|Altíssimum posuísti habitáculum tuum.||You have made the Most High your dwelling place.|
habitaculum = home, dwelling place.
posuisti = you have set up. From pono,ere, to place, put, pitch (camp), situate, set up.
Altissimum = the Most High. This is a superlative.
A superlative adjective expresses the highest of a quality or degree: the strongest, the fiercest. Here, the Most High, which can be either a name for God, or a reference to place. Superlatives are part of a team of three: Postive – Altus,a,um. Comparative: Altior,-ius. Superlative: Altissimus,a,um. The superlative is only used in the four Gospels for thee different words: novus, altus, and carus. Altissimus refers to the Most High, “Et respondens angelus dixit ei : Spiritus Sanctus superveniet in te, et virtus Altissimi obumbrabit tibi.” / “And responding, the angel said to her : the Holy Spirit will come upon you, and the power of the Most High will overshadow you” (Lk 1:35).
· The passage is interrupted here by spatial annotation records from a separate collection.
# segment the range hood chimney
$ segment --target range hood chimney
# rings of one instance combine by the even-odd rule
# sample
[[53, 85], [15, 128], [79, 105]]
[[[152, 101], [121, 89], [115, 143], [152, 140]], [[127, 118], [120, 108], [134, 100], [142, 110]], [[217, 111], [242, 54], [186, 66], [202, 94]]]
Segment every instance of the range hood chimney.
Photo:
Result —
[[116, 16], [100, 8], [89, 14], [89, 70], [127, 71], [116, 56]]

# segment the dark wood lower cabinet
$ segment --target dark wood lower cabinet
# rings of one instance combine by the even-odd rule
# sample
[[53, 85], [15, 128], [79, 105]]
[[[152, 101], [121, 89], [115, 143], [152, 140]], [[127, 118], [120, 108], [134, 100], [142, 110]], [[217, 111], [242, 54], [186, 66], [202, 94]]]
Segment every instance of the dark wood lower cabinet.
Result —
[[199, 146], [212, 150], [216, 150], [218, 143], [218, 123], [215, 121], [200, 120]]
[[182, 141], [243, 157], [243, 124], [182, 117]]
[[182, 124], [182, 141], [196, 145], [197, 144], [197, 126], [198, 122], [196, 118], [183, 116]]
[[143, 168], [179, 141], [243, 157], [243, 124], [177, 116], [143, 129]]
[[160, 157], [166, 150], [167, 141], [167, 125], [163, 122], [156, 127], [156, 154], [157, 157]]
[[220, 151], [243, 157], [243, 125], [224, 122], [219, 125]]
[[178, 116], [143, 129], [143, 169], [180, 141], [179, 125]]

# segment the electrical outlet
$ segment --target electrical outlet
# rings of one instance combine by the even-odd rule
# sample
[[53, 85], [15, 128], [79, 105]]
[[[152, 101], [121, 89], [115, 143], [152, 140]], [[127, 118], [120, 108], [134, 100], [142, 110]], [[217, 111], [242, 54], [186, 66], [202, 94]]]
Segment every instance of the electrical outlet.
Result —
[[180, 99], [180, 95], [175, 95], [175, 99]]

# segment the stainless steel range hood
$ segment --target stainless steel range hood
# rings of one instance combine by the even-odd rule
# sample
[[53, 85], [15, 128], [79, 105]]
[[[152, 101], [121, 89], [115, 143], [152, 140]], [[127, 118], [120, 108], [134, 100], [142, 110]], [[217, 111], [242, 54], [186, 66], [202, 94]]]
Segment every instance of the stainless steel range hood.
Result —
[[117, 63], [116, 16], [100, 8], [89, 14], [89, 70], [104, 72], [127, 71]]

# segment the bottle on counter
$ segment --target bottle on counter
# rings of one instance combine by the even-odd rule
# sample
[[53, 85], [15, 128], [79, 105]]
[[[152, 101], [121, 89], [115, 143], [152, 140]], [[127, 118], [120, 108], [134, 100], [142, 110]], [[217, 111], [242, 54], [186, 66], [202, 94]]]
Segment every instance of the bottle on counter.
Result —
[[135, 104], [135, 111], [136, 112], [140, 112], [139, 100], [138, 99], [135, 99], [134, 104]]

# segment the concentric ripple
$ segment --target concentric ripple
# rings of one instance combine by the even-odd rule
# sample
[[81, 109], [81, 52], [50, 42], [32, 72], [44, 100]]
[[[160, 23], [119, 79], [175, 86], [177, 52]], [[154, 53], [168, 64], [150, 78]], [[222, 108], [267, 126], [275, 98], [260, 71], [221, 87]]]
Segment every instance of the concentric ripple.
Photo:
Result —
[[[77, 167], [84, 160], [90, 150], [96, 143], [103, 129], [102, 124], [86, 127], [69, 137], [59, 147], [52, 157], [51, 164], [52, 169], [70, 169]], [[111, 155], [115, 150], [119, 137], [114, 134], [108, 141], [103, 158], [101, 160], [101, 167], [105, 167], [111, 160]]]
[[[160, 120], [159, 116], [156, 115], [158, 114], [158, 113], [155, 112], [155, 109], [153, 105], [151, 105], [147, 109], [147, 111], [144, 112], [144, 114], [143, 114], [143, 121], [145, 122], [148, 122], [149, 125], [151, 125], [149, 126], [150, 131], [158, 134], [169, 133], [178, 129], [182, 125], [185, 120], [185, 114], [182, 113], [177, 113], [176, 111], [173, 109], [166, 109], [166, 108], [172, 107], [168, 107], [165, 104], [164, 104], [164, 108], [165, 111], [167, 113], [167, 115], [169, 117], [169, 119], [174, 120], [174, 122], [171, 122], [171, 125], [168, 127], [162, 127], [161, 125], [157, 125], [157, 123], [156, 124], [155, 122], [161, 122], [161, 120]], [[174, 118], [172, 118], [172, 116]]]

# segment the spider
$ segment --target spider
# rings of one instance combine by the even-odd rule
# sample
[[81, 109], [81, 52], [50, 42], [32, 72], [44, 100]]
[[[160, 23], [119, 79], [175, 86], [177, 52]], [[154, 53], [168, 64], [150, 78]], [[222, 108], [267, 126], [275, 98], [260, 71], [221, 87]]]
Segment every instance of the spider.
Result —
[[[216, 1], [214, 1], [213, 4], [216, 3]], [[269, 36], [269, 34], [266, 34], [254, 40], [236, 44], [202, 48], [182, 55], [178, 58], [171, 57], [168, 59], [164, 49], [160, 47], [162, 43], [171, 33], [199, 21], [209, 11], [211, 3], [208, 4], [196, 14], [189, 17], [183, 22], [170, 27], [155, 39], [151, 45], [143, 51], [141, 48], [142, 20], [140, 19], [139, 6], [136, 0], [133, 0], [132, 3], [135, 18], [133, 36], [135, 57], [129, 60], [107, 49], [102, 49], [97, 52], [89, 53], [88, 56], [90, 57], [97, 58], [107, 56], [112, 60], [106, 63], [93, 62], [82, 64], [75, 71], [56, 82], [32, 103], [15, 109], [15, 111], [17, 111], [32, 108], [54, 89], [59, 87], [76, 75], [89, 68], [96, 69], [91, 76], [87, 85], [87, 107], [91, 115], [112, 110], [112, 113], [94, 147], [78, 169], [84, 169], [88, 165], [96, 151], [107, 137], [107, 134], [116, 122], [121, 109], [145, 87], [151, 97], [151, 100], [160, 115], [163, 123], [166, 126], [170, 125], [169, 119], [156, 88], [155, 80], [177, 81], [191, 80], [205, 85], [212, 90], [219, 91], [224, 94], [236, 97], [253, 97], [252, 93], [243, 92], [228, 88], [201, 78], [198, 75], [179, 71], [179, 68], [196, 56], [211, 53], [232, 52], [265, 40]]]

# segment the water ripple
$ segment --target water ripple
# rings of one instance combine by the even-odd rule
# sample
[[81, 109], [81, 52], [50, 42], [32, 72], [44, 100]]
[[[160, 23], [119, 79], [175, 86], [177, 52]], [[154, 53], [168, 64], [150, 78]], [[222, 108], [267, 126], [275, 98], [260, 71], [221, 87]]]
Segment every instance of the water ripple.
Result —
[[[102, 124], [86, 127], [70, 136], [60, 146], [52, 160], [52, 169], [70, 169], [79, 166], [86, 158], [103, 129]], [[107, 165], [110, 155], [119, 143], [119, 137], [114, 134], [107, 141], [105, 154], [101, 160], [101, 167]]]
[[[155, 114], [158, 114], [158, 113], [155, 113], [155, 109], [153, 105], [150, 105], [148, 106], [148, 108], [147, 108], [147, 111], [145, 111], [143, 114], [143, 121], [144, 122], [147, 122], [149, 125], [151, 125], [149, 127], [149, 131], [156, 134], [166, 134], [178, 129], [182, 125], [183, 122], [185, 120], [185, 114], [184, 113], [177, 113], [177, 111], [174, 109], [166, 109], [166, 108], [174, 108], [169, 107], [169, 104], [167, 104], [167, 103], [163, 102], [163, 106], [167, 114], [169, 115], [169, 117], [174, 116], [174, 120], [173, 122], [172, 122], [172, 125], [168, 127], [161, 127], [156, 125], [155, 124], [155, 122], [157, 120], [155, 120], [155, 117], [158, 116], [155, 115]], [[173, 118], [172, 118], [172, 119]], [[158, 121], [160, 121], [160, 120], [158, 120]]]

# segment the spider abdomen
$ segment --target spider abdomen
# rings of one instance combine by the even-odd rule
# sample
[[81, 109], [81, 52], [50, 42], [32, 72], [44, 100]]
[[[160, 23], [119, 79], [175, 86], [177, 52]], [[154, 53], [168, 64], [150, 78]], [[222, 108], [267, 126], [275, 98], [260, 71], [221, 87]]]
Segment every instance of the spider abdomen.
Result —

Novus refers to the last or ultimate: “Qui manducat meam carnem, et bibit meum sanguinem, habet vitam æternam : et ego resuscitabo eum in novissimo die.” / “He who easts my flesh, and drinks my blood, has eternal life : and I will raise him on the last day” (Jn 6:55). Carus is used only twice in the Gospels in the superlative, both times in Mark. At the Transfiguration (Mk 9:6) the Father says, “Hic est Filius meus carissimus : audite illum.” / “This is my beloved (most dear) son : listen to Him.” And later in Mk 12:6, in the parable of the landowner, “Adhuc ergo unum habens filium carissimum, et illum misit ad eos novissimum, dicens : Quia reverebuntur filium meum.” / “Therefore having yet one most-dear son, he sent him to them last, saying : They will respect my son.”